Python learning process problem record: Dane Xu Ming data analysis quick start (problems encountered in code compilation in 2022)

Posted by Nuv on Sun, 06 Mar 2022 11:46:21 +0100

catalogue

preface

Question 1: Chinese display of matplotlib drawing

Question 2: the X-axis time of the graph always shows 1970

1. Problem description

2. Causes of problems

3. Solutions

Question 3. Difference of synthetic square wave caused by one bracket

1. Problem description

2. Causes of problems

3. Problem analysis

Question 4: attributeerror: module 'SciPy misc' has no attribute 'imread'

1. Problem description

2. Causes of problems

3. Solutions

Question 5

1. Problem Description: Matplotlib Pyplot # there are sub graphs that are not displayed

2. Causes of problems

3. Solutions

summary

preface

Computer environment: macOS Monterey 12.2.1, python 3 ten point two

Tools: Sublime Text 4, pychar 2021.3

Learning video: Dane education Xu Ming's data analysis course in September 2019. The following artificial intelligence courses have not been learned.

Although it is a course in 2019, most of the codes are the same.
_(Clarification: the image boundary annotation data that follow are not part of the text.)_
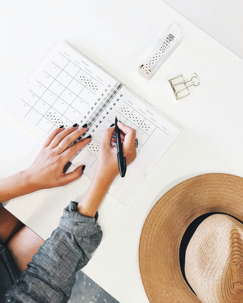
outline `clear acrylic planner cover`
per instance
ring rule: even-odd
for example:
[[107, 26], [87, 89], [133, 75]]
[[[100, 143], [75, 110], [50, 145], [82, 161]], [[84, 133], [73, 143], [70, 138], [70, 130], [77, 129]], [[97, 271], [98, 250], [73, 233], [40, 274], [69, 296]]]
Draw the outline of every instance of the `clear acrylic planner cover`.
[[70, 161], [75, 166], [85, 165], [85, 174], [90, 179], [103, 132], [115, 116], [134, 128], [138, 140], [136, 158], [125, 177], [118, 176], [108, 191], [124, 205], [182, 130], [65, 40], [35, 68], [5, 112], [42, 140], [61, 125], [87, 123], [88, 130], [78, 140], [90, 134], [92, 140]]

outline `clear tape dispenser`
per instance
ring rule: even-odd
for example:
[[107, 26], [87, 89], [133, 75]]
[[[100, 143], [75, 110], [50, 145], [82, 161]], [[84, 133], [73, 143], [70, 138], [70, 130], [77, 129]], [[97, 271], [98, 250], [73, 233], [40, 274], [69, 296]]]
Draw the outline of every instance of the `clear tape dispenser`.
[[180, 41], [184, 28], [173, 21], [159, 39], [151, 54], [140, 65], [138, 72], [150, 78], [175, 49]]

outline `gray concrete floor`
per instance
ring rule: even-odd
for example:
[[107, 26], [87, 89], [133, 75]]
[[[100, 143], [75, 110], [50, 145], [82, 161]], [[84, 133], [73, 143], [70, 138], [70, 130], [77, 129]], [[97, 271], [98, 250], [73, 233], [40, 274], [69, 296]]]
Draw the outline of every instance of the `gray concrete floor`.
[[68, 303], [119, 303], [81, 270], [76, 274], [76, 281]]

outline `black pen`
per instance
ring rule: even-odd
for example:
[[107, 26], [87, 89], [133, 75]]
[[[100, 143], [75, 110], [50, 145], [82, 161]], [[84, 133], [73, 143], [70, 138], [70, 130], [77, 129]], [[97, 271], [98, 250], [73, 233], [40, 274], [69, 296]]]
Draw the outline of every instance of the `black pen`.
[[116, 132], [116, 146], [117, 148], [117, 160], [118, 166], [121, 176], [123, 178], [125, 175], [127, 170], [127, 161], [125, 157], [122, 152], [122, 145], [121, 141], [121, 133], [120, 129], [117, 126], [117, 118], [116, 117], [115, 120], [115, 130]]

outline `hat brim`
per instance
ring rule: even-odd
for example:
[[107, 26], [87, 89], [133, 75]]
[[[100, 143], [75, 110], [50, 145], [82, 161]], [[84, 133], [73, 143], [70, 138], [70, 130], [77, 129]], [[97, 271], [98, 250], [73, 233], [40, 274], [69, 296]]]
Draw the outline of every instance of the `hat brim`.
[[189, 224], [214, 212], [243, 221], [243, 178], [225, 174], [191, 178], [167, 191], [153, 207], [142, 230], [139, 257], [150, 302], [201, 303], [182, 276], [179, 249]]

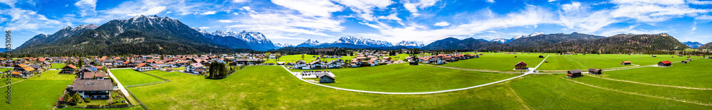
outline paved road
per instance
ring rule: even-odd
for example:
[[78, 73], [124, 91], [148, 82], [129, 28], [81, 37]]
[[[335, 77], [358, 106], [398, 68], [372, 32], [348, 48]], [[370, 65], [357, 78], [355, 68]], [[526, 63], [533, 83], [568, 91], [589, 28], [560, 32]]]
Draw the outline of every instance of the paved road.
[[[477, 87], [484, 87], [484, 86], [487, 86], [487, 85], [494, 84], [500, 83], [500, 82], [506, 82], [506, 81], [509, 81], [509, 80], [511, 80], [511, 79], [517, 79], [517, 78], [519, 78], [519, 77], [522, 77], [526, 76], [526, 75], [528, 75], [529, 74], [535, 73], [534, 70], [535, 70], [536, 68], [538, 68], [539, 66], [541, 65], [541, 64], [544, 62], [544, 60], [546, 60], [546, 58], [548, 58], [548, 57], [549, 57], [549, 56], [547, 55], [546, 57], [544, 58], [544, 60], [543, 60], [541, 61], [541, 62], [539, 63], [539, 65], [537, 65], [536, 67], [534, 67], [534, 68], [530, 68], [529, 70], [528, 70], [526, 72], [525, 72], [522, 75], [519, 75], [519, 76], [517, 76], [517, 77], [512, 77], [512, 78], [509, 78], [509, 79], [503, 79], [503, 80], [500, 80], [500, 81], [497, 81], [497, 82], [490, 82], [490, 83], [487, 83], [487, 84], [484, 84], [476, 85], [476, 86], [473, 86], [473, 87], [465, 87], [465, 88], [460, 88], [460, 89], [455, 89], [442, 90], [442, 91], [426, 92], [373, 92], [373, 91], [356, 90], [356, 89], [344, 89], [344, 88], [339, 88], [339, 87], [331, 87], [331, 86], [327, 86], [327, 85], [324, 85], [324, 84], [318, 84], [318, 83], [315, 83], [315, 82], [308, 82], [307, 80], [305, 80], [304, 79], [299, 78], [298, 77], [296, 77], [296, 76], [295, 76], [295, 77], [297, 77], [297, 79], [299, 79], [300, 80], [302, 80], [304, 82], [307, 82], [307, 83], [309, 83], [309, 84], [315, 84], [315, 85], [318, 85], [318, 86], [321, 86], [321, 87], [328, 87], [328, 88], [332, 88], [332, 89], [340, 89], [340, 90], [350, 91], [350, 92], [363, 92], [363, 93], [372, 93], [372, 94], [436, 94], [436, 93], [443, 93], [443, 92], [449, 92], [466, 90], [466, 89], [469, 89], [477, 88]], [[292, 75], [295, 74], [294, 72], [292, 72], [292, 71], [290, 71], [288, 69], [287, 69], [287, 67], [286, 67], [284, 66], [282, 66], [282, 67], [283, 67], [285, 70], [287, 70], [287, 72], [289, 72], [290, 74], [292, 74]]]
[[[124, 69], [125, 69], [125, 68], [124, 68]], [[117, 69], [110, 69], [110, 70], [117, 70]], [[133, 100], [133, 97], [131, 97], [130, 96], [129, 96], [129, 92], [127, 92], [126, 89], [124, 89], [124, 86], [121, 84], [121, 82], [119, 82], [119, 80], [116, 79], [116, 77], [114, 77], [114, 74], [111, 74], [111, 71], [108, 71], [108, 72], [108, 72], [109, 73], [109, 76], [111, 76], [111, 79], [114, 79], [114, 81], [116, 82], [116, 85], [118, 86], [119, 90], [121, 91], [121, 93], [123, 93], [124, 97], [125, 97], [130, 101], [132, 101]]]

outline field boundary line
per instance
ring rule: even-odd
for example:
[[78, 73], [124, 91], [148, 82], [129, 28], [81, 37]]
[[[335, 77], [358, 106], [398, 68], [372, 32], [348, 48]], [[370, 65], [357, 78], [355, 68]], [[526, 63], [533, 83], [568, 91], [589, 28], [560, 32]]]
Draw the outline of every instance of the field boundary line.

Only a few of them can not be debugged in my environment.

Python data analysis full set of videos (from shallow to deep)_ Beep beep beep_ bilibili.

Courseware material: Download address Password: USTC (from B station up Master - Jiucai's message , the video is the same as the link above. The last three are missing, but it has no impact. I didn't understand the last three)

Question 1: Chinese display of matplotlib drawing

The matplotlib course on the second day may be different from the teacher's version. The settings of the displayed pictures are less, but it has no impact.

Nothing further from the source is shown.